The average score on this problem was 92%.

Answer: x=0, y=1, z=0

Intuitively, can maximize the TVD between the distributions by putting all of Pallavi’s medals in the category which Gerevich won the least of, so x = 0, y = 1, z = 0. Moving any of these medals to another category would decrease the TVD, since that would mean that all of Pallavi’s medal proportions would get closer to Gerevich’s (Silver is decreasing, getting closer, and Gold and Bronze are increasing, which makes them closer as well).

Difficulty: ⭐️⭐️⭐️

The average score on this problem was 72%.

Answer: 1 - medal_dist.min()

Similar to part c, we know that the TVD is maximized by placing all the medals of competitor A into the category in which competitor B has the lowest proportion of medals. If we place all of competitor A’s medals into this bin, the difference between the two distributions for this variable will be 1 - medal_dist.min() In the other bins, competitor A has no medals (making all their values 0), and competitor B has the remainder of their medals, which is 1 - medal_dist.min(). So, in total, the TVD is given by \frac{1}{2} \cdot 2 \cdot 1 - medal_dist.min() = 1 - medal_dist.min().

Difficulty: ⭐️⭐️⭐️

The average score on this problem was 56%.

Answer: Option 2 and 5.

This problem is trying to find test statistics that can be used to distinguish when the data is better supported by the alternative. Since the alternative hypothesis simply states “is not uniform across all of the houses”, it is not crucial to look for individual differences between houses but rather the general relationship of points awarded to all houses.

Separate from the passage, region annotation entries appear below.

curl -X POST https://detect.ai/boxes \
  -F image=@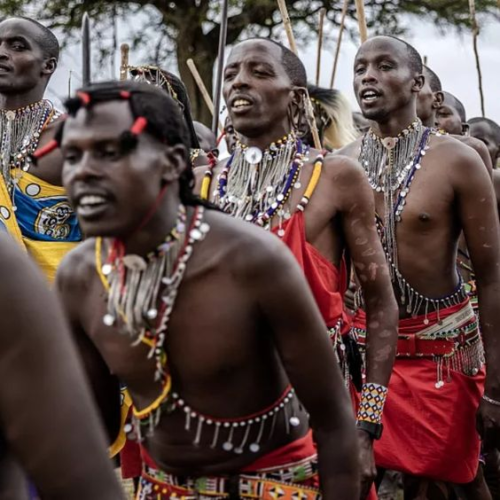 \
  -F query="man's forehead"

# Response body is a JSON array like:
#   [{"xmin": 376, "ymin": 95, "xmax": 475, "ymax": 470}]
[
  {"xmin": 64, "ymin": 101, "xmax": 133, "ymax": 140},
  {"xmin": 227, "ymin": 40, "xmax": 281, "ymax": 65},
  {"xmin": 356, "ymin": 36, "xmax": 407, "ymax": 59},
  {"xmin": 0, "ymin": 18, "xmax": 41, "ymax": 41}
]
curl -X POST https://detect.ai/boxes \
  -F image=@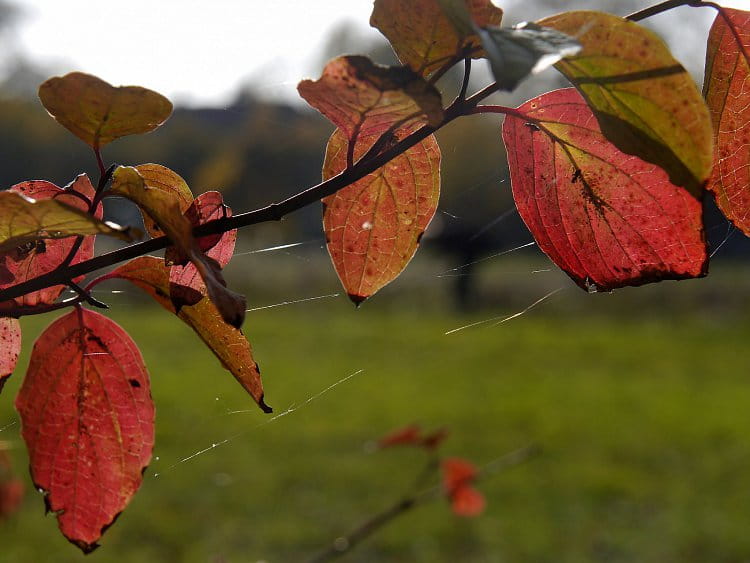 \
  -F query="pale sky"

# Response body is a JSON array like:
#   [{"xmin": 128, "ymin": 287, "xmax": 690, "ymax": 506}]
[{"xmin": 4, "ymin": 0, "xmax": 750, "ymax": 105}]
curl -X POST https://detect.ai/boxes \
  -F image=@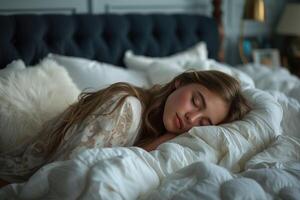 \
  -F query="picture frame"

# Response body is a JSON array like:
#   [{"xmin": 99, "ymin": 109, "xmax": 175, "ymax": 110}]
[{"xmin": 253, "ymin": 49, "xmax": 280, "ymax": 68}]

Option 1: This option only tells us information about Gryffindor but doesn’t tell us anything about inequalities between other houses. For example,e if Gryffindor received 25% of the points and Slytherin received the other 75% of the points we would not be able to tell this apart from the case when all houses received 25% of the points.

Option 2: When the points are distributed normally we would expect that all the houses receive about the same amount and therefore the difference of points would be near 0. However, if one house is gaining more points than the rest of the houses then the number of points between the top and lowest house we be greater than 0. Therefore we are “measuring” the alternative.

Option 3: This test statistic measures the sum of the squared differences in proportions between McGonagall’s distribution and [0.5, 0.5, 0.5, 0.5]. However, [0.5, 0.5, 0.5, 0.5] does not represent a valid probability distribution because the total sum exceeds 1. As a result, this test statistic is not meaningful in assessing whether the point distribution is uniform across houses.

Option 4: When we measure the sum of the differences, the information on “how close” the data is to the alternative can be unseen. For example, a distribution of [0.25, 0.25, 0.25, 0.25] is what we’d expect under the null and a distribution of [0.0, 0.5, 0.0, 0.5] would support the alternative. However, using this test statistic we would see a result of 0 therefore not differentiating them.

Option 5: Under the null hypothesis [0.25, 0.25, 0.25, 0.25] is the “expected” distribution. Additionally, since the alternative hypothesis states that McGongall’s assignments are not uniform (aka is the distribution of points non-uniform), a house supports the alternative if its points are significantly less than or greater than 0.25. Squaring the differences allows the test statistic to be greater in either case and therefore would be a valid statistic.

Difficulty: ⭐️⭐️

The average score on this problem was 78%.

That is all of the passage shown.